Scraping all the Images from a Website with Rust

Web scraping is the process of programmatically extracting data from websites. In this tutorial, we'll learn how to use Rust to scrape all images from a website.

Our goal is to:

Send a request to download a web page
Parse through the HTML content
Find and save all the images on that page locally
Extract and store other data like image names and categories

We'll go through each step required to build a complete web scraper. No prior scraping experience needed!

Setup

Let's briefly go over the initial setup:

extern crate reqwest;
extern crate select;

We import two key Rust crates:

reqwest - For sending HTTP requests and handling responses

select - For parsing and querying HTML/XML

These provide the essential web scraping capabilities we need.

We also import standard Rust modules for file I/O and error handling:

use std::fs;
use std::io::Write;

With the imports out of the way, let's get scraping!

Making an HTTP Request

This is page we are talking about…

Let's send a simple GET request to download the raw HTML content:

let url = "<https://commons.wikimedia.org/wiki/List_of_dog_breeds>";

let client = reqwest::blocking::Client::new();
let response = client.get(url)
                      .header("User-Agent",
                               "Mozilla/5.0 (Windows NT 10.0; Win64; x64)
                               AppleWebKit/537.36 (KHTML, like Gecko)
                               Chrome/58.0.3029.110 Safari/537.36")
                      .send()?;

We provide the URL we wish to scrape. Creating a Client object allows us to build HTTP requests. Calling .get() issues a GET request.

Key Points:

Set a valid User-Agent header to mimic a real browser

Handle potential errors using ? after .send()
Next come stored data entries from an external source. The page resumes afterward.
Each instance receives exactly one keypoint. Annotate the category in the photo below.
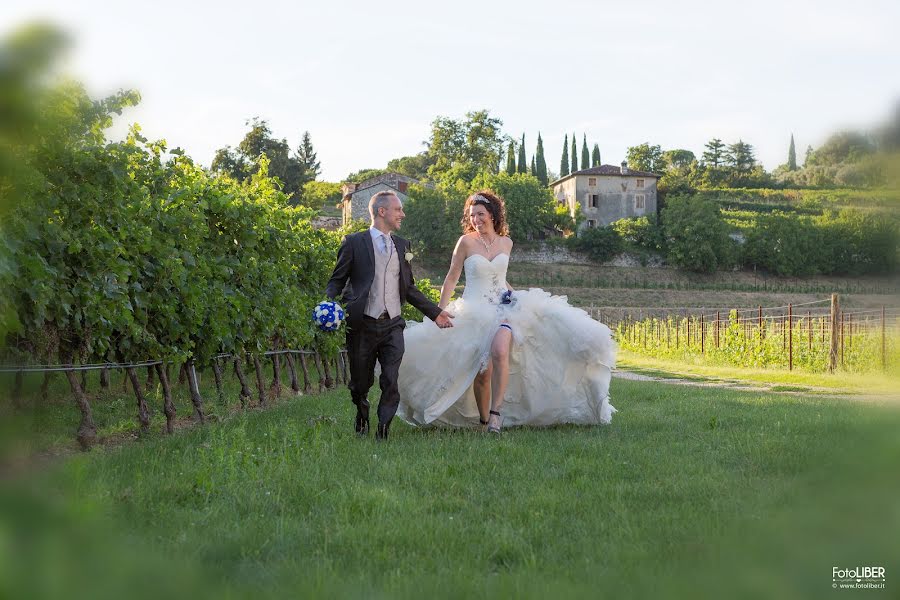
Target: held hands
(443, 320)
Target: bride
(519, 357)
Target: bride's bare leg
(482, 389)
(500, 376)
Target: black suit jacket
(355, 269)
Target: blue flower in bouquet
(328, 315)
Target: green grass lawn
(841, 382)
(691, 492)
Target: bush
(783, 243)
(696, 235)
(642, 232)
(600, 243)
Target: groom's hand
(443, 320)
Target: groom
(380, 281)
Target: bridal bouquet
(328, 315)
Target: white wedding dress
(560, 362)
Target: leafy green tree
(714, 156)
(473, 145)
(415, 166)
(522, 163)
(585, 155)
(645, 158)
(677, 159)
(574, 166)
(697, 238)
(530, 206)
(792, 156)
(319, 194)
(511, 158)
(541, 163)
(845, 146)
(293, 170)
(740, 157)
(433, 219)
(310, 166)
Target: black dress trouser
(381, 340)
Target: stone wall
(550, 254)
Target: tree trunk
(292, 369)
(151, 372)
(329, 381)
(196, 399)
(276, 375)
(87, 431)
(168, 405)
(17, 391)
(307, 385)
(143, 413)
(245, 389)
(45, 386)
(320, 372)
(339, 368)
(260, 385)
(217, 373)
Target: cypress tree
(511, 158)
(540, 163)
(522, 165)
(585, 156)
(792, 156)
(574, 154)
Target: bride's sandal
(496, 428)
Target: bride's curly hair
(494, 205)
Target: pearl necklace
(486, 245)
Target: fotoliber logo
(858, 577)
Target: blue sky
(367, 78)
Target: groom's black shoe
(362, 420)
Always check the response status before proceeding!

Let's add a status check:

if response.status().is_success() {
  // Scrape page
} else {
  eprintln!("Failed with status: {}", response.status());
}

This verifies that the page loaded before scraping.

Parsing the HTML

Now that we've downloaded the raw HTML content, we can parse through it to extract data.
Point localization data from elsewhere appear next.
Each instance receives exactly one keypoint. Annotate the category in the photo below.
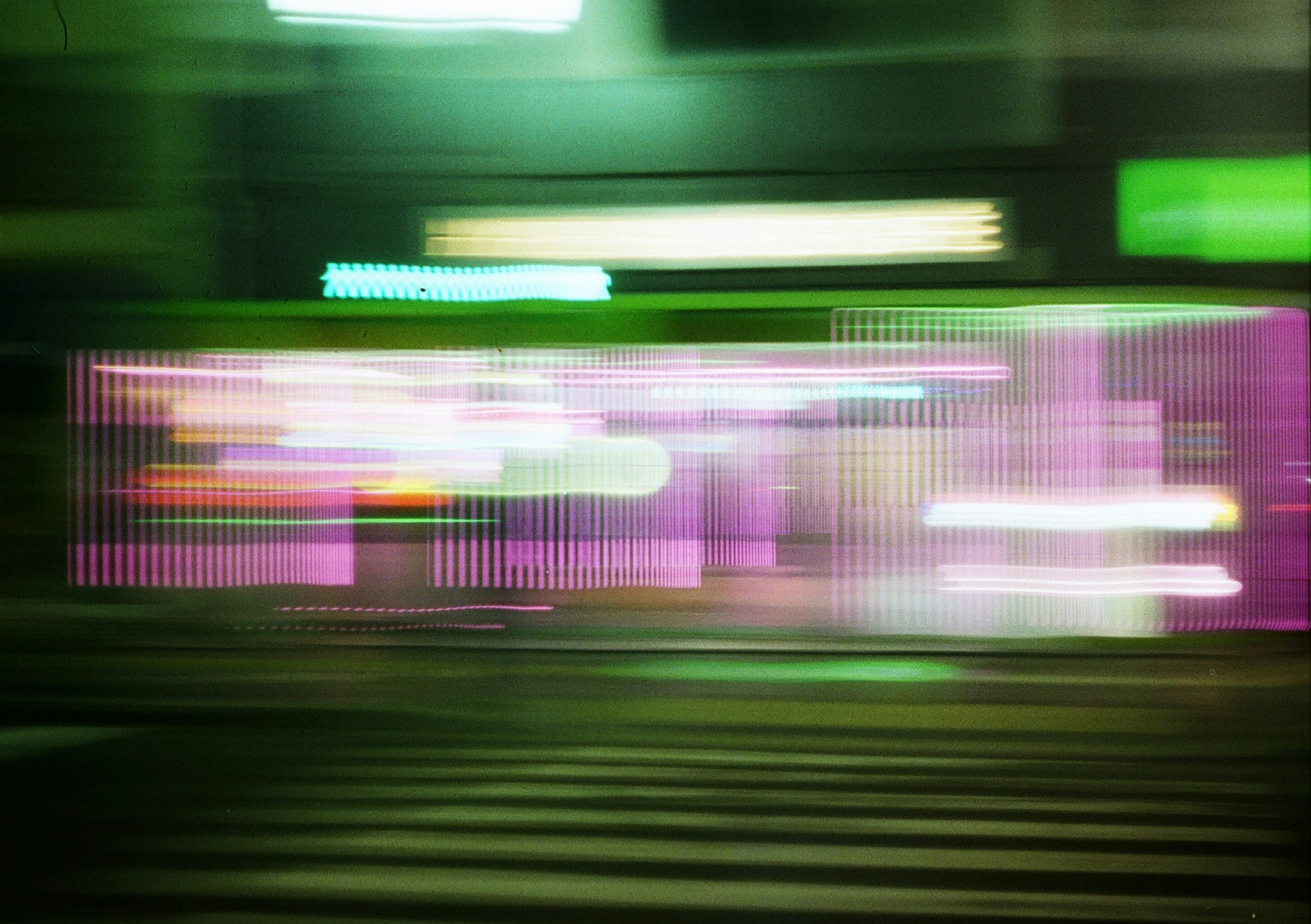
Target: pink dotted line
(377, 628)
(411, 610)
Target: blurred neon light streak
(336, 521)
(473, 25)
(376, 627)
(1216, 209)
(724, 237)
(1186, 514)
(802, 671)
(516, 607)
(475, 284)
(533, 16)
(1131, 581)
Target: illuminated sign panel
(926, 471)
(465, 284)
(532, 16)
(1216, 209)
(727, 237)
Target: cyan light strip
(465, 284)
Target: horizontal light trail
(334, 521)
(368, 810)
(533, 16)
(415, 610)
(794, 671)
(482, 284)
(406, 778)
(420, 25)
(1152, 513)
(725, 237)
(373, 627)
(1131, 581)
(581, 849)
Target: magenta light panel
(1035, 471)
(1142, 470)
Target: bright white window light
(533, 16)
(1147, 513)
(1133, 581)
(474, 284)
(727, 237)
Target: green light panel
(1218, 210)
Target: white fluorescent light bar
(728, 237)
(534, 16)
(1133, 581)
(1147, 513)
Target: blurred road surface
(282, 783)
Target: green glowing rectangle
(1216, 209)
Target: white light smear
(725, 237)
(1132, 581)
(1159, 513)
(532, 16)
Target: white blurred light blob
(1183, 514)
(1132, 581)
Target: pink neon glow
(413, 610)
(210, 470)
(377, 628)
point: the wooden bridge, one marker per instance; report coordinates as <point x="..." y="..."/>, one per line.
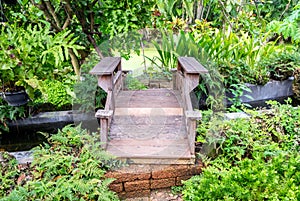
<point x="154" y="126"/>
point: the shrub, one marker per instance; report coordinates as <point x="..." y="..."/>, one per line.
<point x="255" y="158"/>
<point x="71" y="167"/>
<point x="276" y="179"/>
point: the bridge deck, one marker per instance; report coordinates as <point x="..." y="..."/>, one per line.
<point x="149" y="127"/>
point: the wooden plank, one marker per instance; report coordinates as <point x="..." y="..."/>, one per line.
<point x="153" y="111"/>
<point x="148" y="132"/>
<point x="106" y="66"/>
<point x="171" y="151"/>
<point x="191" y="65"/>
<point x="147" y="99"/>
<point x="143" y="120"/>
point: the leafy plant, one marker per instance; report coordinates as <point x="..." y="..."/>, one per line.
<point x="9" y="113"/>
<point x="88" y="96"/>
<point x="9" y="173"/>
<point x="257" y="179"/>
<point x="253" y="158"/>
<point x="59" y="94"/>
<point x="133" y="83"/>
<point x="289" y="26"/>
<point x="32" y="54"/>
<point x="71" y="167"/>
<point x="283" y="64"/>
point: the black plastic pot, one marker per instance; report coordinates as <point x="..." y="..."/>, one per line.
<point x="15" y="98"/>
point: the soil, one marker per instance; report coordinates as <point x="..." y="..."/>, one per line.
<point x="159" y="195"/>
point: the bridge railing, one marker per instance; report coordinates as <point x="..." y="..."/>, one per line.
<point x="185" y="79"/>
<point x="110" y="79"/>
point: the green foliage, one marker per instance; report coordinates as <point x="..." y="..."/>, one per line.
<point x="9" y="113"/>
<point x="72" y="167"/>
<point x="174" y="45"/>
<point x="125" y="16"/>
<point x="283" y="64"/>
<point x="88" y="96"/>
<point x="289" y="26"/>
<point x="275" y="179"/>
<point x="57" y="93"/>
<point x="32" y="54"/>
<point x="253" y="158"/>
<point x="133" y="83"/>
<point x="9" y="173"/>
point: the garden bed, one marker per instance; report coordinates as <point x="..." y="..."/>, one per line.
<point x="25" y="134"/>
<point x="273" y="90"/>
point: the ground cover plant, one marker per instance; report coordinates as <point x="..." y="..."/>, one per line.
<point x="255" y="158"/>
<point x="70" y="167"/>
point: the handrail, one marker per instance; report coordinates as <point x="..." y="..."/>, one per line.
<point x="185" y="79"/>
<point x="110" y="79"/>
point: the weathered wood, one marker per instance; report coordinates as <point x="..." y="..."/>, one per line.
<point x="150" y="126"/>
<point x="190" y="65"/>
<point x="187" y="79"/>
<point x="104" y="116"/>
<point x="110" y="78"/>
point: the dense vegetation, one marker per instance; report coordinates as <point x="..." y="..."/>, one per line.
<point x="255" y="158"/>
<point x="70" y="167"/>
<point x="48" y="47"/>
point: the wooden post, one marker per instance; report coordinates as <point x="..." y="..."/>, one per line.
<point x="104" y="116"/>
<point x="192" y="117"/>
<point x="109" y="72"/>
<point x="189" y="70"/>
<point x="174" y="71"/>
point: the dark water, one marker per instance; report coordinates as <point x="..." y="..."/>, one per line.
<point x="20" y="141"/>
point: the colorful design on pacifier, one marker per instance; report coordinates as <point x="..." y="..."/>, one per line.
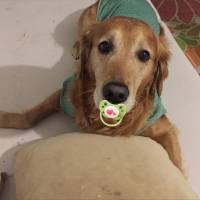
<point x="113" y="112"/>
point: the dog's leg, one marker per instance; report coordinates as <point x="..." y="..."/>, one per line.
<point x="166" y="134"/>
<point x="32" y="116"/>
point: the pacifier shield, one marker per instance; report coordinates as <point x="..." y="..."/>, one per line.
<point x="112" y="113"/>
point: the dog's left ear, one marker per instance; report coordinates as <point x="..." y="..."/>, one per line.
<point x="161" y="62"/>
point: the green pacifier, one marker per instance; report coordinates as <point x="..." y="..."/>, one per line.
<point x="110" y="111"/>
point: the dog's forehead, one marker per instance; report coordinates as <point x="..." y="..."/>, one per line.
<point x="125" y="28"/>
The select crate allows querying elements by CSS selectors. Let's initialize it:

let body = response.text()?;
let document = Document::from_read(body.as_bytes())?;

This parses the HTML body into a flexible Document structure we can traverse.

Time to analyze the page content and locate the target table of dog breeds.

Inspecting the page

You can see when you use the chrome inspect tool that the data is in a table element with the class wikitable and sortable

Using the class name, we can directly access it:

let table = document.find(Attr("class", "wikitable sortable"))
                    .next()
                    .ok_or("Table not found")?;

Note: Similar approaches work for id attributes or other CSS selectors.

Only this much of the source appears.